Running MySQL Virtualized on Ceph: Which Hypervisor is the Best?
With the popularity of virtualization, running MySQL in a virtual environment is now almost the norm -- with many technology options. Since the storage layer is also commonly virtualized, a virtual server instance is not bound to the local storage of a physical host. The most popular OpenStack cinder backend is Ceph, but Ceph is not restricted to the OpenStack world. If we restrict ourselves to open source technologies, consider the following options: KVM, LXC and Docker. How does MySQL perform on these forms of virtualization? How can we use Ceph for the storage backend? Are the LXC and Docker performance similar? In addition to answering these questions, in this talk we’ll present the results of MySQL and file-level benchmarks obtained using tools like Percona TPCC, Sysbench and FIO. These results allow us to compare the MySQL performance levels possible on the referenced open source platforms, along with the positive and negative sides of each virtualization technology. We’ll also provide tuning guidelines to maximize performance.

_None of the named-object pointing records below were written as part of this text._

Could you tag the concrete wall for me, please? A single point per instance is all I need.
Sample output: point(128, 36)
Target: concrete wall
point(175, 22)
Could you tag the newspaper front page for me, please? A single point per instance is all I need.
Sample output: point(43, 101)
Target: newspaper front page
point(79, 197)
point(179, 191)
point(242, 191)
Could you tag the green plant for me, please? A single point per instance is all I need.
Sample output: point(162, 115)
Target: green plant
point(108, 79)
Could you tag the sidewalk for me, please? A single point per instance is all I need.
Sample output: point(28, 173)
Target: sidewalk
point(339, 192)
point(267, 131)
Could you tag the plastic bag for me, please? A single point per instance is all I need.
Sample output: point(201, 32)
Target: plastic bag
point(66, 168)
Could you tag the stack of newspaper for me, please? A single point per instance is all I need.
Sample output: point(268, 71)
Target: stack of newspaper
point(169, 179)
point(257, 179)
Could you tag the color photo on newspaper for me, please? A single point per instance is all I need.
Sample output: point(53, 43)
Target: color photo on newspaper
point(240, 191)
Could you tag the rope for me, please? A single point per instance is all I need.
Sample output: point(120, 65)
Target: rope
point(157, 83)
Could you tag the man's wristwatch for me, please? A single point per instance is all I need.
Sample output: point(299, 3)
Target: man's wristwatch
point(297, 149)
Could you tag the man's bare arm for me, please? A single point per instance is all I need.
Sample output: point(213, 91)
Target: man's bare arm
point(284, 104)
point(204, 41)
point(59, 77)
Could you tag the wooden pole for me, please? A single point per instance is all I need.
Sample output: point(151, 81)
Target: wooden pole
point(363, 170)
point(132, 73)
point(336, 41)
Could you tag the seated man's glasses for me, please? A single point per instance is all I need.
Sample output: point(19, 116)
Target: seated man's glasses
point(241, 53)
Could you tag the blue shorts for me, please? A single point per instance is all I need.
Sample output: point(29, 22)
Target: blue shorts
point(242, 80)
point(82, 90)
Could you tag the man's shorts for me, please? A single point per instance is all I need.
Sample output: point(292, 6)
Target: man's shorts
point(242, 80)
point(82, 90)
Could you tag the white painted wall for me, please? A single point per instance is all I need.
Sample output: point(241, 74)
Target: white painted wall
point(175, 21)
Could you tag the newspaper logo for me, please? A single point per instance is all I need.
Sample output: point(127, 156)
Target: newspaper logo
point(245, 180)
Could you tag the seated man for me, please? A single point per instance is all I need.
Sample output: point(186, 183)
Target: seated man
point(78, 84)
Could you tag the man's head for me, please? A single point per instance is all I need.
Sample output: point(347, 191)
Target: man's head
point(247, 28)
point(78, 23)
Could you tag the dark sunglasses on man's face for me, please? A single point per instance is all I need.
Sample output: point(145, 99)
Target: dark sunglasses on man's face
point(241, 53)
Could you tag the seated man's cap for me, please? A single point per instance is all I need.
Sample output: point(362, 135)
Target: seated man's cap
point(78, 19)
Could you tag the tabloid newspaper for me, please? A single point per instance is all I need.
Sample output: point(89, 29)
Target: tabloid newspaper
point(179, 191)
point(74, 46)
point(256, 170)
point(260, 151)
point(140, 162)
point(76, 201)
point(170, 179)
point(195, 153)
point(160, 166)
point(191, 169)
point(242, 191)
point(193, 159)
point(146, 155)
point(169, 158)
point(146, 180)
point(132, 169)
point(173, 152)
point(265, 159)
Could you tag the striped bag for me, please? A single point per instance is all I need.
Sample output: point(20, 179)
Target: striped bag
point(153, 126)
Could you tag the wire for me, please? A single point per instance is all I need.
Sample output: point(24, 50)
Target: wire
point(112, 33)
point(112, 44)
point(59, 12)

Principal consultant, Percona
I am a Principal Consultant at Percona, specializing in MySQL High-Availability and scaling solutions. Prior to joining Percona in 2009, I worked as a senior consultant for MySQL AB and Sun Microsystems, assisting customers across North America with NDB Cluster and Heartbeat/DRBD technologies.
Sr Solution Architect, Red Hat
Kyle Bader, a Red Hat senior architect, provides expertise in the design and operation of petabyte scale storage systems using Ceph. He joined Red Hat as part of the 2014 Inktank acquisition. As a senior systems engineer at DreamHost, he helped implement, operate, and design Ceph and OpenStack-based systems for DreamCompute and DreamObjects cloud products.